Since Z[i] is an integral ring over a pid, it is dedekind, and since it is dedekind and a ufd, it is a pid. Prime ideals and prime elements coincide.
The norm of a+bi is the product of its conjugates, which is a2+b2. Remember that norm and product commute in any ring extension. If u is a unit, write uv = 1 and take norms to show |u| is a unit. Conversely, if |u| is a unit then the product of the conjugates of u, including u itself, is a unit, which makes u a unit.
If |x| is prime in Z then x is prime in Z[i]. Write x = yz and take norms, and |y| or |z| is a unit, whence y or z is a unit. These properties are used to determine when the prime p (in the integers) factors in the gaussian integers. The factorization is completely characterized. In summary, 2 factors into 1+i times itself, p = 1 mod 4 factors into two distinct conjugate primes, and p = 3 mod 4 remains prime in Z[i].
Since prime elements and prime ideals coincide, the splitting problem has been solved for the gaussian integers.

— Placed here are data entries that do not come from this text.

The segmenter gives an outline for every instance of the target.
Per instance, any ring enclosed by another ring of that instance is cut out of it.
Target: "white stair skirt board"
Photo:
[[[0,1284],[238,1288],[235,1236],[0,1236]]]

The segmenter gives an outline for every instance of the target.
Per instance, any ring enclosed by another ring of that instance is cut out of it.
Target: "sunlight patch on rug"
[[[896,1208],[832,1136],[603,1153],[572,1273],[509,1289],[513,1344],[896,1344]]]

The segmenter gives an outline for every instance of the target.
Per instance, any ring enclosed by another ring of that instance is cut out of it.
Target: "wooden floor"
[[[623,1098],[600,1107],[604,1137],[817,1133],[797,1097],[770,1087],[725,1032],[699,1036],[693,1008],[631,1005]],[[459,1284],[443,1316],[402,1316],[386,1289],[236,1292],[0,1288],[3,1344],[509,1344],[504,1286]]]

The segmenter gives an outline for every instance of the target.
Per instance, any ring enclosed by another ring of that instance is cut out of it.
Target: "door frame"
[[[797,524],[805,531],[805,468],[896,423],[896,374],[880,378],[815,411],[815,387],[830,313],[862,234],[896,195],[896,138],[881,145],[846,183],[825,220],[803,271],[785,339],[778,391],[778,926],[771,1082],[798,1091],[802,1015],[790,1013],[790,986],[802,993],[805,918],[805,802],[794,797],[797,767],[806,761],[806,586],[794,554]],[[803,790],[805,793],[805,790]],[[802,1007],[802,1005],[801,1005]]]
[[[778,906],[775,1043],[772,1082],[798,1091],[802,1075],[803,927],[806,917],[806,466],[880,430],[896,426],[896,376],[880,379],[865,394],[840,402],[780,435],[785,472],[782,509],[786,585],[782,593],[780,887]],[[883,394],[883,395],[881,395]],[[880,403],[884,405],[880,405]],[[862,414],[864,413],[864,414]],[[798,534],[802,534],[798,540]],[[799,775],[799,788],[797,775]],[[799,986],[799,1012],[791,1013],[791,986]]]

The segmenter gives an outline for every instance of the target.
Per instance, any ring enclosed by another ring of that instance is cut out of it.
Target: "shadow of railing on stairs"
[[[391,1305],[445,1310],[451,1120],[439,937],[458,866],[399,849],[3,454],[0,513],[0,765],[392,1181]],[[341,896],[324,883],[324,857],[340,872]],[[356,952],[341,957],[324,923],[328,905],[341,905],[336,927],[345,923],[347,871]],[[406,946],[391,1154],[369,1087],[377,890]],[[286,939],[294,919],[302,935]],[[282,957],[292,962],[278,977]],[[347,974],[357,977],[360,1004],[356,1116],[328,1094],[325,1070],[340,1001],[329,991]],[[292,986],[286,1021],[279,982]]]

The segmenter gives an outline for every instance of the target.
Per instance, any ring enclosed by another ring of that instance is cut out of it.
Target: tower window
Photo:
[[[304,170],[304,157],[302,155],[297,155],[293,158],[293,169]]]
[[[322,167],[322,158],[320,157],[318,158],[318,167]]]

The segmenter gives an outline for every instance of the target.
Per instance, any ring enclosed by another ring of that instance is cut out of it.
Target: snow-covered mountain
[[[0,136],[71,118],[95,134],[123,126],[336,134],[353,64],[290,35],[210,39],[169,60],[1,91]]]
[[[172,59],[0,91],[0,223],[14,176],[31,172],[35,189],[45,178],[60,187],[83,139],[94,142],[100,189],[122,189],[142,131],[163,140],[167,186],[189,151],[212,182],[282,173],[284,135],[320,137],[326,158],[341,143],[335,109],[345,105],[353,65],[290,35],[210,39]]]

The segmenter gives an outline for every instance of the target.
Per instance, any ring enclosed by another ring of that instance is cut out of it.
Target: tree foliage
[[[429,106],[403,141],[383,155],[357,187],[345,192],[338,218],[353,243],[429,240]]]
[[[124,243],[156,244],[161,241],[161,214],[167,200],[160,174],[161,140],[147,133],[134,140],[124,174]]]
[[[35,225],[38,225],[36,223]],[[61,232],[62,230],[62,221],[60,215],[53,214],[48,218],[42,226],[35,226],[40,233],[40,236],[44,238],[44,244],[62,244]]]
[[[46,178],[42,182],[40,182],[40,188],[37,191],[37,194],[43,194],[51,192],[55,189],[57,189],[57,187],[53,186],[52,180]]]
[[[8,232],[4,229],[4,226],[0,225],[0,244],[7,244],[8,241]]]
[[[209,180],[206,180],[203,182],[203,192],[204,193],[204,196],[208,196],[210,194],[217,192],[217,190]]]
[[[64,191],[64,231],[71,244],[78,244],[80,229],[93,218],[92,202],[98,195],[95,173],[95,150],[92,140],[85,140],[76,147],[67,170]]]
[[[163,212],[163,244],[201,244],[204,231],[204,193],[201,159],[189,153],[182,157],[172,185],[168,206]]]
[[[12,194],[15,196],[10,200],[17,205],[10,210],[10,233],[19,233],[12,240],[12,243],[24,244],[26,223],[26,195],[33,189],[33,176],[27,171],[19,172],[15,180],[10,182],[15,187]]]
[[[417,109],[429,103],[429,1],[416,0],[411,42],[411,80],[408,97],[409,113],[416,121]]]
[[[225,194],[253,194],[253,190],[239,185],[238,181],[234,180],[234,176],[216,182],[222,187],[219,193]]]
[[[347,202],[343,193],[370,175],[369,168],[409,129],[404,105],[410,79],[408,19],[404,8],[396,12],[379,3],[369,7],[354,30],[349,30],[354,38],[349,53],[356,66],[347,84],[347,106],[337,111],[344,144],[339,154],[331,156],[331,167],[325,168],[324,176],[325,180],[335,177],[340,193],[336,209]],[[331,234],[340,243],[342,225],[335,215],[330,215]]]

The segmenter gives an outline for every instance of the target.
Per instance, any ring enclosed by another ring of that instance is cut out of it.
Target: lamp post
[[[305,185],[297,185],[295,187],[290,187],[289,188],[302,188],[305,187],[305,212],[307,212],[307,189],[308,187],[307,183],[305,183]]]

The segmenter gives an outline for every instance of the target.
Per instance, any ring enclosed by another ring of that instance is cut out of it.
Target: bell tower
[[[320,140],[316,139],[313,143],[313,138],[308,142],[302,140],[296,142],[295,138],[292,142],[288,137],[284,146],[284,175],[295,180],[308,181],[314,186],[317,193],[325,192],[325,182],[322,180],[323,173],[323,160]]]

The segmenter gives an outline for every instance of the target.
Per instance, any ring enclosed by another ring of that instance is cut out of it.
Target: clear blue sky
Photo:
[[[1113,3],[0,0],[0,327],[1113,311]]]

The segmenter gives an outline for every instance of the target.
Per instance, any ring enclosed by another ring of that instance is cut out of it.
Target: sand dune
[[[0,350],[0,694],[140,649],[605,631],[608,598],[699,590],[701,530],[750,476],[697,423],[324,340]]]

There are three cases, for p = 2, 1 mod 4, and 3 mod 4, as described above. You may want to confirm the degree equation in each case. Multiplicity times ramification degree times residue degree = 2.
Since the splitting problem does not change with localization, we know how p factors in Z[i] localized about p. These are the gaussian rationals without p in the denominator.